Calling All Game Detectives
An e-mail from Chris:I'm writing for a couple reasons. You see and hear enough that maybe I somehow missed it out there in the vast gaming world. And two, maybe I'm not alone?
I grew up with both board games and computer games. It's rare, to almost non-existent, that I've found a computer game that's a good blend. The 4x games come closest, though they usually descend into minutia like building queues (often almost the same) on 17 different cities.
Vic Davis' games, particularly Solium Infernum, might be about as close to an example of the blend.
There was a play-by-mail game called Alamaze, run by a guy I'd become good friends with over the years of playing, Phil McDowell, brother of its creator. Sadly, Phil died of cancers a few years back.
It had a 26x26 board, filled with 3 different sized towns. You had armies, wizards, diplomats, and agents. You could stomp around the board with armies conquering towns. You could sway the towns with diplomats. You could augment armies with wizards, or incapacitate diplomats, or other such things with wizards. Agents could sabotage towns, wizards, kings, and other things.
It was great. So many options, ways to combine strengths.
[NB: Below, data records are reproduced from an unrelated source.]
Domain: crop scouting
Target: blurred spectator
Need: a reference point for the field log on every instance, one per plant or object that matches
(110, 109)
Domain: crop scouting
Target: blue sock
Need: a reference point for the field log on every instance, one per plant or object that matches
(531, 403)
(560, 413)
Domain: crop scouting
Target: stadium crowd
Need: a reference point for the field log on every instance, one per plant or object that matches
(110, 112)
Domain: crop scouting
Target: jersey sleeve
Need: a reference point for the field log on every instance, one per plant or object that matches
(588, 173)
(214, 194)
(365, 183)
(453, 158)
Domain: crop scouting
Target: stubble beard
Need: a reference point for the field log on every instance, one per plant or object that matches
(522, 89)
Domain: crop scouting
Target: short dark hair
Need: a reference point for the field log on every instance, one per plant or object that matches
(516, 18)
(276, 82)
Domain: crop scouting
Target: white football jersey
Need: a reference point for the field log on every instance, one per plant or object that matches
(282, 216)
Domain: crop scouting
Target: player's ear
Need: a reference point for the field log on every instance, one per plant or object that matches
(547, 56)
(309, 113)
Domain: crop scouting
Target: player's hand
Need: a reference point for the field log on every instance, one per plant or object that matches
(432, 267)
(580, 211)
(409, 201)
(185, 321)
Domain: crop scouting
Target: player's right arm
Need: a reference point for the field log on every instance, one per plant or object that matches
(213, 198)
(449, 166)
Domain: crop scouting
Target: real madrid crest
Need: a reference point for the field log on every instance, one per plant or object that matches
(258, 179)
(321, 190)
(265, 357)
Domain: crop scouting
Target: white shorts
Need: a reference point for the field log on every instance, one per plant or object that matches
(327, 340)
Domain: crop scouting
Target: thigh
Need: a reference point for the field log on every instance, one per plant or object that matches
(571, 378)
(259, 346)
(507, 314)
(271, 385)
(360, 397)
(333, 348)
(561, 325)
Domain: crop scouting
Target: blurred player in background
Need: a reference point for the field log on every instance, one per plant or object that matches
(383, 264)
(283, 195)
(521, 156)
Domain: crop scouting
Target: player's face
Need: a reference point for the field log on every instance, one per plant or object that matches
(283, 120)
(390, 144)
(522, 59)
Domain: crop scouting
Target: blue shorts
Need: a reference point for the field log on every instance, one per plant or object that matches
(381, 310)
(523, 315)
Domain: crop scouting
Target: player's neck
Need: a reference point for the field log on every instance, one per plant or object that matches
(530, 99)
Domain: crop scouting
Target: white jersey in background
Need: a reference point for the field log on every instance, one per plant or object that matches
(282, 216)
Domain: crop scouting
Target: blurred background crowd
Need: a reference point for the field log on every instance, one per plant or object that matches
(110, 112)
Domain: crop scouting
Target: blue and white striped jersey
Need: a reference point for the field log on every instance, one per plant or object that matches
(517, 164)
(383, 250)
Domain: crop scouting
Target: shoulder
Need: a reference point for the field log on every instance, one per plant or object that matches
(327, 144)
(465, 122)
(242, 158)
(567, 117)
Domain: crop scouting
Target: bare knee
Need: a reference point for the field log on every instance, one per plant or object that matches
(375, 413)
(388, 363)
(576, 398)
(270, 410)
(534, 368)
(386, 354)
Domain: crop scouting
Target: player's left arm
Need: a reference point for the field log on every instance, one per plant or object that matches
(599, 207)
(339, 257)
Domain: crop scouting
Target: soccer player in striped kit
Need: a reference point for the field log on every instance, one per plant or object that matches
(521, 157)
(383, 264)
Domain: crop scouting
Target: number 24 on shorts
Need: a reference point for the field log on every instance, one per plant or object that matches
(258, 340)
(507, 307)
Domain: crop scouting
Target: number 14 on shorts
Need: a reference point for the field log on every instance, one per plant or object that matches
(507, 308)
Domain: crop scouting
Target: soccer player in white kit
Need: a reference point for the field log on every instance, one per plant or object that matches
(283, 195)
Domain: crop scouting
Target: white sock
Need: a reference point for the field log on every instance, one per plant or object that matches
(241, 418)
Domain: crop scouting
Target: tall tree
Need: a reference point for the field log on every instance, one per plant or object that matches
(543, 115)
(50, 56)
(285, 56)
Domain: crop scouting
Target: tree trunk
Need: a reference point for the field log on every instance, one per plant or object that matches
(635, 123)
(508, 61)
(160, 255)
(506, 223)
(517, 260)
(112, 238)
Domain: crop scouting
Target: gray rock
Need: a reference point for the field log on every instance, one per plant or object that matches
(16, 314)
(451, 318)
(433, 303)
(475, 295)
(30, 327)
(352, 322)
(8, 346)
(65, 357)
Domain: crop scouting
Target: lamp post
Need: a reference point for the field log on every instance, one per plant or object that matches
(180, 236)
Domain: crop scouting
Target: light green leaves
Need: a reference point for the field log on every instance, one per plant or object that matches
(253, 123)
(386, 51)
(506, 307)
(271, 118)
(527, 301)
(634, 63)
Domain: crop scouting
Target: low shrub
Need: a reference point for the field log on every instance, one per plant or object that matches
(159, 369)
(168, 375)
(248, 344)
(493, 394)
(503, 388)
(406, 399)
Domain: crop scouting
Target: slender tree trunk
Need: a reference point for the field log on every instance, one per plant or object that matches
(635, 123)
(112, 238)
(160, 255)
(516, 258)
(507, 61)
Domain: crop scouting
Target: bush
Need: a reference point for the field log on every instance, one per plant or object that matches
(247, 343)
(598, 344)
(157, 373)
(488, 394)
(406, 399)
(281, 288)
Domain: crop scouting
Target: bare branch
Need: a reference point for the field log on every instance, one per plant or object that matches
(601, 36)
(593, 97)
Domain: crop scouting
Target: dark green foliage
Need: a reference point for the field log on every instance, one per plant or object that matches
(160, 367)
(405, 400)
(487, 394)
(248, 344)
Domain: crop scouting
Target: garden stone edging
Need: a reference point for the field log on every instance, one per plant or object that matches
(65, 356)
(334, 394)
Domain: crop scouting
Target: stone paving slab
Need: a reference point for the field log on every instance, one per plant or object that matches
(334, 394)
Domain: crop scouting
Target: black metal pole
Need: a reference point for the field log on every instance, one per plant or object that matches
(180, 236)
And it had a mechanic I've never seen in a 4x computer game, a limited set of commands you could give based on "influence". Raising your influence so you could issue more commands was a key part of kingdom management. Every 4x games I've ever played, you could command everything every turn.
That act of having to decide what parts of your kingdom was most important to manipulate was probably THE core mechanic that was simultaneously awesome and maddening.
It was sort of a 4x kingdom management. As I browse the Steam list tonight, I can't anything remotely like this game.
Ever heard of anything like it in the computer game world? Sound like something that should exist?
Detective Squad, assemble! What game do you think most closely resembles the play-by-mail game Alamaze?